The Doll is a hand-coloured black-and-white photograph of a partially dismembered life-size doll sculpture. Partly influenced by Jacques Offenbach’s (1819-1880) final opera The Tales of Hoffmann, in which the hero falls in love with a realistic life-size mechanical doll, Hans Bellmer built his first Doll in 1933-4 and a second in 1935, of which this is a photograph.
Bellmer’s first Doll was an articulated construction of wood, plaster, metal rods, nuts and bolts which represented a young girl. A disquieting sculpture, it embodied a number of qualities of the surrealist object: subversive and erotic, sadistic and fetishistic. A German artist bitterly opposed to the Nazi regime, Bellmer moved to Paris in the late 1930s where he was embraced by the surrealist group and was described in the 1938 Dictionnaire abrégé du surréalisme as a ‘surrealist writer, painter, and builder of large dolls.’ (Quoted in Webb and Short 1985, p.53.)
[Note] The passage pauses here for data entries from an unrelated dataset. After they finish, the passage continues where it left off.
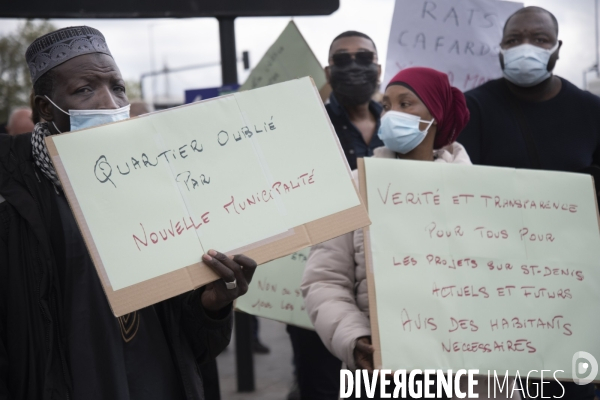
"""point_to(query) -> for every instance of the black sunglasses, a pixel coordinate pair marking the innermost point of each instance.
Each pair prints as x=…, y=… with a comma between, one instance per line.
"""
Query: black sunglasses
x=360, y=57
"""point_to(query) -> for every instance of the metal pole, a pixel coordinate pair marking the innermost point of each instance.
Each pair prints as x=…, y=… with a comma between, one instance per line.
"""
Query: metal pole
x=151, y=42
x=228, y=53
x=243, y=321
x=243, y=352
x=597, y=44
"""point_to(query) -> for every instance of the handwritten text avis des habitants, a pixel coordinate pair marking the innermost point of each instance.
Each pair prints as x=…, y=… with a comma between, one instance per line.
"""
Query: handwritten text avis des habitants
x=107, y=171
The artist took a number of photographs of The Doll in various poses and stages of construction, ten of which were published with an accompanying text as Die Puppe in 1934. Eighteen of them were also published in the Surrealist review Minotaure in the same year (no.6, winter 1934). Soon the photographs of the Doll became as important as the sculpture itself: with their narrative function, they opened up new voyeuristic and fetishistic possibilities.
Bellmer completed a second doll sculpture in the autumn of 1935 and photographed it in different stages of dismemberment in over a hundred different scenarios, often shown wearing little white socks and the black patent leather shoes of young girls. The present photograph shows a version of the second Doll with no arms or legs, hanging from a tree. Her torso is actually a second pelvis placed back to front and upside-down on top of the central ball joint, which forms her stomach. The photograph is taken from below in a way that emphasises the doll’s breasts and genitals, while her face is partially obscured. Bellmer presents us with the aftermath of torture or abuse. Delicately hand-coloured in pale hues of yellow and green, the photograph, however, has a theatrical presence, as if to remind the viewer that it is a representation, rather than an act, of sadism.
With his Doll sculptures and photographs Bellmer appropriated and subverted the idea of the child’s toy. An erotic obsession, the Dolls incarnated his fascination for the corruption of innocence and for the writing of De Sade, whom he much admired. Yet, the art historian Hal Foster has written that there was also a masochistic subtext in the Doll photographs: ‘in his sadistic scenes Bellmer leaves behind masochistic traces; in his erotic manipulation of the dolls he explores a sadistic impulse that is also self-destructive. In this way the dolls may go inside sadistic mastery to the point where the subject confronts its greatest fear: its own fragmentation and disintegration.’ (Foster 2001, p.208.) The art historian Rosalind Krauss has also described Bellmer’s use of the Doll imagery as a tactic: ‘To produce the image of what one fears, in order to protect oneself from what one fears – this is the strategic achievement of anxiety, which arms the subject, in advance, against the onslaught of trauma, the blow that takes one by surprise.’ (Krauss 1997, p.196.)